Na madrugada de sábado (20), o sistema Defesa Civil Alerta foi alvo de uma invasão, expondo **fragilidades** em sua **segurança** ao disparar mensagens falsas de Alerta Extremo para milhões de celulares em diversas regiões do país. Este incidente, que comprometeu uma ferramenta crucial na prevenção de **desastres**, levou o Ministério da Integração e do Desenvolvimento Regional (MIDR) a acelerar o desenvolvimento de uma nova versão mais robusta.
A ocorrência foi prontamente reconhecida pelo secretário Nacional de Proteção e Defesa Civil do Ministério da Integração e do Desenvolvimento Regional, Wolnei Wolff, durante declarações à imprensa.
Wolff destacou que uma nova versão do sistema está em desenvolvimento pela equipe de TI do Ministério da Integração, com foco primordial na melhoria da segurança. Contudo, ele não pôde precisar a data exata para a conclusão e lançamento oficial.
Evolução tecnológica dos alertas
O aperfeiçoamento contínuo do sistema de alerta é impulsionado por uma determinação da Agência Nacional de Telecomunicações (Anatel). Em 2023, a agência estabeleceu a transição da distribuição de mensagens de emergência de SMS (Serviço de Mensagens Curtas) para a avançada tecnologia Cell Broadcast.

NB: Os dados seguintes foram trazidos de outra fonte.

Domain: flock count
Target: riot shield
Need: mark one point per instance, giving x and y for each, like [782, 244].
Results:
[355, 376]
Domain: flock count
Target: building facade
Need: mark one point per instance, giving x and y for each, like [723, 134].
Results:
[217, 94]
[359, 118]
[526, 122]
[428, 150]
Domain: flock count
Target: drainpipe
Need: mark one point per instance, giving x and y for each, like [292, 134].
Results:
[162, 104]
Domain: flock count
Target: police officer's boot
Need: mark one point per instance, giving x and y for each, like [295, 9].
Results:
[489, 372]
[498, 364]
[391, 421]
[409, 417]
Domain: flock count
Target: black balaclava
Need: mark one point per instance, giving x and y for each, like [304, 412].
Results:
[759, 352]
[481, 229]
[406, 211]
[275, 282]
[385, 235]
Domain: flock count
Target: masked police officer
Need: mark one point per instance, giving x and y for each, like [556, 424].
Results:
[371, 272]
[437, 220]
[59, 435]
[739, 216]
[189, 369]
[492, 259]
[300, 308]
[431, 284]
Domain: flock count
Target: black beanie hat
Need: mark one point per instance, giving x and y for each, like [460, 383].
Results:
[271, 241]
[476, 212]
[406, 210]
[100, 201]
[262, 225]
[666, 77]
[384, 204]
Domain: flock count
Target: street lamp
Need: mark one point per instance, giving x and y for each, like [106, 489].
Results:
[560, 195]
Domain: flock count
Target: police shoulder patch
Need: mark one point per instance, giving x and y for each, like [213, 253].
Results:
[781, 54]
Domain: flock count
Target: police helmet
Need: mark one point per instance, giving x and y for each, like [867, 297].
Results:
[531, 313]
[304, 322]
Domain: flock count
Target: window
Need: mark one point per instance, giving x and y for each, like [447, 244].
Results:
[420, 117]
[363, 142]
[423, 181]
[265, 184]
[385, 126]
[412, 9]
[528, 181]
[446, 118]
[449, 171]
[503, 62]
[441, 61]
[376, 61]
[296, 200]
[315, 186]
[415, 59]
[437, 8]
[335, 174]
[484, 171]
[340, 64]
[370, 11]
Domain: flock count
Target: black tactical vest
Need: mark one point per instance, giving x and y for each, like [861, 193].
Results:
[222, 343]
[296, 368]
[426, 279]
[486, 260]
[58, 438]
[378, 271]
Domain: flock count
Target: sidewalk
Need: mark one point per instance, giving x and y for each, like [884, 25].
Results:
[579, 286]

Essa ferramenta, projetada para o envio de alertas de emergência, opera através da telefonia celular. Ela emite notificações sonoras e visuais, visando informar a população sobre a iminência de desastres como inundações, deslizamentos, tufões e rompimentos de barragens, com o propósito fundamental de preservar vidas.
Como funciona o sistema de alerta
O processo de acionamento do sistema inicia-se com previsões fornecidas por órgãos de monitoramento climático. Um agente devidamente credenciado e capacitado então registra o alerta, que é subsequentemente transmitido de forma direta para os celulares nas áreas potencialmente afetadas.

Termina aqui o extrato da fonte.